What is MVCC?

1. What is MVCC?

MVCC (Multi-Version Concurrency Control) is a method of concurrency control. Generally, in database management systems, it realizes concurrent access to databases.

2. How does MySQL implement MVCC?

The most basic row stored in InnoDB contains some additional storage information: DATA_TRX_ID, DATA_ROLL_PTR, DB_ROW_ID, and DELETE BIT.

DATA_TRX_ID marks the transaction id of the latest update to this row of records. Each time a transaction is processed, its value automatically increases by 1.
DATA_ROLL_PTR points to the undo log record of the rollback segment of the current record item. It is through this pointer that previous versions of data are found.
DB_ROW_ID: When InnoDB automatically generates a clustered index, the clustered index includes the value of this DB_ROW_ID; otherwise, it does not. This is used in indexes.
The DELETE BIT is used to identify whether the record has been deleted. Here, it is not a real deletion of data, but a marked deletion. The real deletion occurs when committing.

2.1 Initial insertion of data rows

F1 to F6 are the names of certain columns, and 1 to 6 are their corresponding data. The last three implicit fields correspond to the transaction number and rollback pointer of the row. If this data is just inserted, it can be considered that the ID is 1, and the other two fields are empty.

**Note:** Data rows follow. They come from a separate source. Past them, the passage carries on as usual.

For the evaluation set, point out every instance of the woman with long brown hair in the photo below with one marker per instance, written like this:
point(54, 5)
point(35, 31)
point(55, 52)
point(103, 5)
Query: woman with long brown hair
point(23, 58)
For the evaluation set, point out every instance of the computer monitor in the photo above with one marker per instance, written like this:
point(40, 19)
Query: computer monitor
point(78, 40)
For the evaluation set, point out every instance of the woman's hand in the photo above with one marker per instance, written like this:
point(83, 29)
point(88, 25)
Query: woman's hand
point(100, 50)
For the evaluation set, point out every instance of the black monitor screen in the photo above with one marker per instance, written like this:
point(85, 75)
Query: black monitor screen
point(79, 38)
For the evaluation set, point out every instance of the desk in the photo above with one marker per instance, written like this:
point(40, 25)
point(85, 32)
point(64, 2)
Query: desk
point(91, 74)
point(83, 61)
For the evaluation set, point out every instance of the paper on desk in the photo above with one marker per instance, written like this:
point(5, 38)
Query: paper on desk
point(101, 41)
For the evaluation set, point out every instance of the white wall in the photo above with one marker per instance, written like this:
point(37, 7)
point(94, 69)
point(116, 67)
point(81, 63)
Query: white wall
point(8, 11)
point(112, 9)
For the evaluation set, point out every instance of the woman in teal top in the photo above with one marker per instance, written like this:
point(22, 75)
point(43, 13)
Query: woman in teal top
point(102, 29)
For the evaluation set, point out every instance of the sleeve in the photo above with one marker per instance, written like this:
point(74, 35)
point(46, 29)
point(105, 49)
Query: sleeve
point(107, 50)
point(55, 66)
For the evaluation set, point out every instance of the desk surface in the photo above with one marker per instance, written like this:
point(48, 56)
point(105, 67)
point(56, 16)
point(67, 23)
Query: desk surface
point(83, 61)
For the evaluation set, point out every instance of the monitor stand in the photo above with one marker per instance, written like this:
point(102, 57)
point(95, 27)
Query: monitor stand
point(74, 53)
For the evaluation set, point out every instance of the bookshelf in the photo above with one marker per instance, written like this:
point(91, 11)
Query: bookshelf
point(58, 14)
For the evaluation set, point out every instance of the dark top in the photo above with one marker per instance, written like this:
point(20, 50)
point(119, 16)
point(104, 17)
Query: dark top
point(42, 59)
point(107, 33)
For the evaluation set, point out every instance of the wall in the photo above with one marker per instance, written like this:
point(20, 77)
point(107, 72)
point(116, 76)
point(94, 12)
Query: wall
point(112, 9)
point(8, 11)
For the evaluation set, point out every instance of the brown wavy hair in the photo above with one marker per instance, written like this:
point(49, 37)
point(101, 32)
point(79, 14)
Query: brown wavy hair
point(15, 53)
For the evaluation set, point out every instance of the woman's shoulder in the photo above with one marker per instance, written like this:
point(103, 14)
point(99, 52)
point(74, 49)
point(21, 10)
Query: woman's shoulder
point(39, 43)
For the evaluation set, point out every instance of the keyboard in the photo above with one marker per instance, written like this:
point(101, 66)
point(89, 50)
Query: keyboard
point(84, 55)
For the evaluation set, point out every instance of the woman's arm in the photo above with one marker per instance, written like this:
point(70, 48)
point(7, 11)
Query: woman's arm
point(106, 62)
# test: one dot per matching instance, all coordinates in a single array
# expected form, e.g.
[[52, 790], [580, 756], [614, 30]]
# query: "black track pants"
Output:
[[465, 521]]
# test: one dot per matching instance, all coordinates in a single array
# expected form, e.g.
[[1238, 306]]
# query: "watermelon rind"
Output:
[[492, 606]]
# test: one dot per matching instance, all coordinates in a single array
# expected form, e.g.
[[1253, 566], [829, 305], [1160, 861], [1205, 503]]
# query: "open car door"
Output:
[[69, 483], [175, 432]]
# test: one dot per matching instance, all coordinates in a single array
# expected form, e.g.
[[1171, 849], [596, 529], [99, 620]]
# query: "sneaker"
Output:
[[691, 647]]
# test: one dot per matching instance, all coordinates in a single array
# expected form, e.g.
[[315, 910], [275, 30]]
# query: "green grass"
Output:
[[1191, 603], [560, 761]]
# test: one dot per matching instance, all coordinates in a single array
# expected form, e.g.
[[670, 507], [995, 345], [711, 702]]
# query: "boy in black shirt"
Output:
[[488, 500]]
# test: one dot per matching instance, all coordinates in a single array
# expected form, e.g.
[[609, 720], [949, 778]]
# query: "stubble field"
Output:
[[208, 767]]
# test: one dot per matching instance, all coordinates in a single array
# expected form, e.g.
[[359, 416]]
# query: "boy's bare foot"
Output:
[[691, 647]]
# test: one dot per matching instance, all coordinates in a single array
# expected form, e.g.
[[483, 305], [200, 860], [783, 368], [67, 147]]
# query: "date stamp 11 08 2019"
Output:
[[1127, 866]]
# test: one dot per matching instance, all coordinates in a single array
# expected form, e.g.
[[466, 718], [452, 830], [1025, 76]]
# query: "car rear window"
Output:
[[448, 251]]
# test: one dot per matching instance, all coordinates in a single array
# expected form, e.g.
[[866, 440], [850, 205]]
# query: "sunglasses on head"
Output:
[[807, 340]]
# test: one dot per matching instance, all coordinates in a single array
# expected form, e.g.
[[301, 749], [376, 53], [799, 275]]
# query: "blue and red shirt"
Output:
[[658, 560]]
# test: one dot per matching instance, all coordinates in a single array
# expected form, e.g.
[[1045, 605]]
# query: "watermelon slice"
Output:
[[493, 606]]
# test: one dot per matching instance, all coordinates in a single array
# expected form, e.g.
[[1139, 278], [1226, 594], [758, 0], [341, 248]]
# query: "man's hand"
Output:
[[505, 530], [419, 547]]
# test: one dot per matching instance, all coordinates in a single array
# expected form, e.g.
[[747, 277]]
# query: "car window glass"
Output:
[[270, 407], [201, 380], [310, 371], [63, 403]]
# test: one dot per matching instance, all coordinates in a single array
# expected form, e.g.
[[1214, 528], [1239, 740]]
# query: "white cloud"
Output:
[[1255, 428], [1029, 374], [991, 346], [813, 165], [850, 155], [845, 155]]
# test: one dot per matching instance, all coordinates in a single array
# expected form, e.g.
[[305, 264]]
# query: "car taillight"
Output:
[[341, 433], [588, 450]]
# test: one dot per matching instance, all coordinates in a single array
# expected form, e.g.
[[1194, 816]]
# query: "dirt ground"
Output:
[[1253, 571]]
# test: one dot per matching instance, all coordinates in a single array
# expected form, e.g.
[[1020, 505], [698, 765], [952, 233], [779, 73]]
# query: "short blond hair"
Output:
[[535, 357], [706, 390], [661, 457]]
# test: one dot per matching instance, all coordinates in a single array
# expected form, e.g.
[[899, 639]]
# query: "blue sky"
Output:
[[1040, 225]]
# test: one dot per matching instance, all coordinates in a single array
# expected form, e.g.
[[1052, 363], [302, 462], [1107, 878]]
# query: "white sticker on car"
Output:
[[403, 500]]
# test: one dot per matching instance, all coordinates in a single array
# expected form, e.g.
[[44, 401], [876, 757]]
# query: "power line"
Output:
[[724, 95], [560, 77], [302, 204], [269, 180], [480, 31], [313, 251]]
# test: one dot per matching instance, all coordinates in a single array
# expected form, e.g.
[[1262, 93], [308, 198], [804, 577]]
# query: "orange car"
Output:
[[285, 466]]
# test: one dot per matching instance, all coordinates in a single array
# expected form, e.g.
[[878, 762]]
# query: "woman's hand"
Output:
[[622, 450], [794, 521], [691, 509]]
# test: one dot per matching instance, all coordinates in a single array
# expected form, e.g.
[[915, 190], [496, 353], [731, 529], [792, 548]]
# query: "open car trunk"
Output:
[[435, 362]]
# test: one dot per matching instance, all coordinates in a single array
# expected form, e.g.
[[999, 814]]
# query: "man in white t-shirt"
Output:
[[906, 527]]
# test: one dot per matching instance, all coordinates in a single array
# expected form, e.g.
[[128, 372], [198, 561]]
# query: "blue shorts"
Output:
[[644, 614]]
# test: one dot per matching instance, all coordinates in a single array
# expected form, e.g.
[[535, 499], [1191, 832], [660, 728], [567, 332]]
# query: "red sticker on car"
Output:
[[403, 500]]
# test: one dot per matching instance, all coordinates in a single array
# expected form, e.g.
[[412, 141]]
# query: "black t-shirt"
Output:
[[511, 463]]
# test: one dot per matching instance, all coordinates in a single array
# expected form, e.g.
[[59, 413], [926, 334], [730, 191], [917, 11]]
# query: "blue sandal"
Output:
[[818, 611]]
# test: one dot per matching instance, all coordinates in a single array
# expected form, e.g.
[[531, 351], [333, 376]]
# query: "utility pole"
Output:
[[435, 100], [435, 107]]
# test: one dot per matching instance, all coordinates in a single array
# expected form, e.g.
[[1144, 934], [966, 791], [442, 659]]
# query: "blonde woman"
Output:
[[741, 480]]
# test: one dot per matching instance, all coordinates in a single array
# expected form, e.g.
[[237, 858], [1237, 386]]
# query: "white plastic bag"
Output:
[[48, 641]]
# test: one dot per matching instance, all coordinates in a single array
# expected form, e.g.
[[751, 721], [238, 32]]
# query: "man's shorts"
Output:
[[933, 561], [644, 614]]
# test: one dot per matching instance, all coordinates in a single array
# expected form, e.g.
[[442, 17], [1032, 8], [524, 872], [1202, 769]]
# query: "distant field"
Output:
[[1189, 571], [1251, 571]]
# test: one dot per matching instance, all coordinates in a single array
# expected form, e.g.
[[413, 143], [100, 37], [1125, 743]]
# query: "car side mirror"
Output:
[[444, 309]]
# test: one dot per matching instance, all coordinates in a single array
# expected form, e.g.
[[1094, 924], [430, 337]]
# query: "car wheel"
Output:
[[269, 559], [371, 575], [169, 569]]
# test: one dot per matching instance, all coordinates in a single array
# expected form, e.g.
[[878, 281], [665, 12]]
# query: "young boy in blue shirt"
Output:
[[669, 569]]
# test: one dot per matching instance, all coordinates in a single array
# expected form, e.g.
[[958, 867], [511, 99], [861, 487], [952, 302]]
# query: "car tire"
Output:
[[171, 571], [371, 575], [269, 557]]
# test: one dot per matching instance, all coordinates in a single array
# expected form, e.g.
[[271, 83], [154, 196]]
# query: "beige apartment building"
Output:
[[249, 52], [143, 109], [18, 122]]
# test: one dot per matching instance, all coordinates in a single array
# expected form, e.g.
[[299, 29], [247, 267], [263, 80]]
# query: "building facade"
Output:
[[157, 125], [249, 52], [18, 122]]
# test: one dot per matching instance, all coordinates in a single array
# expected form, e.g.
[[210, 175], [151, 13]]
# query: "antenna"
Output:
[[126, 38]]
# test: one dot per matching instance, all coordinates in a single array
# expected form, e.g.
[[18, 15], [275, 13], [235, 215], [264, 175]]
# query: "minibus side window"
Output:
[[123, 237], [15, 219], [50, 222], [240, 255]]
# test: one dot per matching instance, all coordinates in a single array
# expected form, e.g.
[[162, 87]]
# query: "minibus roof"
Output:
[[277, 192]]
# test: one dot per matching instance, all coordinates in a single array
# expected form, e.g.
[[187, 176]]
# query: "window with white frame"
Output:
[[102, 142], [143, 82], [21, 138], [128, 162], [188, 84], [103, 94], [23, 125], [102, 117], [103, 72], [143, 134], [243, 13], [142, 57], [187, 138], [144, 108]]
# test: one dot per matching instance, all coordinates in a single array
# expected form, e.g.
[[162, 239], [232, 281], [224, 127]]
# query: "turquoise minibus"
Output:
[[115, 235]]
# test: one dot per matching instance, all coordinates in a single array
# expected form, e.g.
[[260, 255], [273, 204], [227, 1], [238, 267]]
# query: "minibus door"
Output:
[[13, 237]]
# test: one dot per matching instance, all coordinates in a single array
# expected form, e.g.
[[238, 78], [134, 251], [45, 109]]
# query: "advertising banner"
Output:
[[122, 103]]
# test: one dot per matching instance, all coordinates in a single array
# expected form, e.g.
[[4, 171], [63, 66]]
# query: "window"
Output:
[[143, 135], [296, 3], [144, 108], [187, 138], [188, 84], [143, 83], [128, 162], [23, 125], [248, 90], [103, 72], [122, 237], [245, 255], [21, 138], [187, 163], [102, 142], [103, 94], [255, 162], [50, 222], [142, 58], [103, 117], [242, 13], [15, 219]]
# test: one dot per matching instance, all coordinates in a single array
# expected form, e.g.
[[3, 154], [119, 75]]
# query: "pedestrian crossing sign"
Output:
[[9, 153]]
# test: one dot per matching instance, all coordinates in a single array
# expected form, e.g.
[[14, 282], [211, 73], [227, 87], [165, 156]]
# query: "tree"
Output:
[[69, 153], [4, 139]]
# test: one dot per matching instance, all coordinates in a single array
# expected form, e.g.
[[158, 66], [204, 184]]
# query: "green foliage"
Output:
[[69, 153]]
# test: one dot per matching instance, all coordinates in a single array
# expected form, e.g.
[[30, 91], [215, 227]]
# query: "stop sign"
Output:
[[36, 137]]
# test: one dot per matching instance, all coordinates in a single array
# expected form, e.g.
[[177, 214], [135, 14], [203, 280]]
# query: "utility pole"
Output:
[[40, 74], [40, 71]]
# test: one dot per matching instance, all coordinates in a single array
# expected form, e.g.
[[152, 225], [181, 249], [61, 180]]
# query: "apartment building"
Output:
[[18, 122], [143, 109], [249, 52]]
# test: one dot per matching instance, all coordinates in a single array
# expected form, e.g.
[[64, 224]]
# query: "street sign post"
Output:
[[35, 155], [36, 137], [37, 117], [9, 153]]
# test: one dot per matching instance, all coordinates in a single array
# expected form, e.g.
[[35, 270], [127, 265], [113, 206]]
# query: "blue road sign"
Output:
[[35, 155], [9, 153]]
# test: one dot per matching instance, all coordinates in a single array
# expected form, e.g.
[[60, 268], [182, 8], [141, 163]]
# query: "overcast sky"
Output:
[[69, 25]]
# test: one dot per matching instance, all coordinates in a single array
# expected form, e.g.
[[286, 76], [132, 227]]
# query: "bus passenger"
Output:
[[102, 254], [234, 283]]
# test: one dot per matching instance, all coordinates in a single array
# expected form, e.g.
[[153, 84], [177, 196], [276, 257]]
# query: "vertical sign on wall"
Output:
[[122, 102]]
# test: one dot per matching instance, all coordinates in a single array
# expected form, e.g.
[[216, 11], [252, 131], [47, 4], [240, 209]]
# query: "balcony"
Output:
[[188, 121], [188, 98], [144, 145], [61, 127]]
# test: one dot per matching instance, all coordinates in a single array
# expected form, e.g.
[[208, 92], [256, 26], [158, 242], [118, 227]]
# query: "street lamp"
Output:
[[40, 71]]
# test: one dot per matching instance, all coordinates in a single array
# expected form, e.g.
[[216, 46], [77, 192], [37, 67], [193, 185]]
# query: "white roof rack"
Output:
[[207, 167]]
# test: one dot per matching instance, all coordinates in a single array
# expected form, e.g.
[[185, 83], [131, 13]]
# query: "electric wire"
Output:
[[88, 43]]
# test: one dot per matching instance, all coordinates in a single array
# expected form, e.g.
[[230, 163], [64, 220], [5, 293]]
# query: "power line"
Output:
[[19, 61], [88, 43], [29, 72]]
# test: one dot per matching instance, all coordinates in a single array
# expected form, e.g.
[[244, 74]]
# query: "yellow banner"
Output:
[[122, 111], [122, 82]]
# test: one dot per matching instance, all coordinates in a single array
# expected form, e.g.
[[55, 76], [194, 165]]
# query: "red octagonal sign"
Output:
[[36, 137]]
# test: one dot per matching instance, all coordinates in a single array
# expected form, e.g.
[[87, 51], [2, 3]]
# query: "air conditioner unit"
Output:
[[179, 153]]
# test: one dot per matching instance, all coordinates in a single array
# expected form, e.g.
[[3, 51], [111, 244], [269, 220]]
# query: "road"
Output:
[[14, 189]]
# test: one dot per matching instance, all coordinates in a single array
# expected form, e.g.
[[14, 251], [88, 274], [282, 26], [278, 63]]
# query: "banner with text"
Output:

2.2 Transaction 1 changes the values of each field in the row

When transaction 1 changes the value of the row, the following operations will be performed:

Lock the row with an exclusive lock.
Record the redo log.
Copy the value of the row before modification to the undo log, which is the row below in the figure.
Modify the value of the current row, fill in the transaction number, and make the rollback pointer point to the row before modification in the undo log.

2.3 Transaction 2 modifies the value of the row

Similar to transaction 1, at this time, there are two rows of records in the undo log, which are connected through the rollback pointer. Therefore, if the undo log is not deleted, the initial content of the row when it was created can be traced back through the rollback pointer of the current record. Fortunately, there is a purge thread in InnoDB, which will query the undo logs that are older than the oldest active transaction and delete them, so as to ensure that the undo log file does not grow infinitely.

When a transaction is normally committed, it only needs to change the transaction status to COMMIT, and no other additional work is required. However, Rollback is slightly more complicated. It needs to find the version of the transaction before modification from the undo log according to the current rollback pointer and restore it. If the transaction affects a large number of rows, the rollback may become inefficient. According to experience, when the number of rows in a transaction is between 1000 and 10000, the efficiency of InnoDB is still very high. Obviously, InnoDB is a storage engine with higher COMMIT efficiency than Rollback.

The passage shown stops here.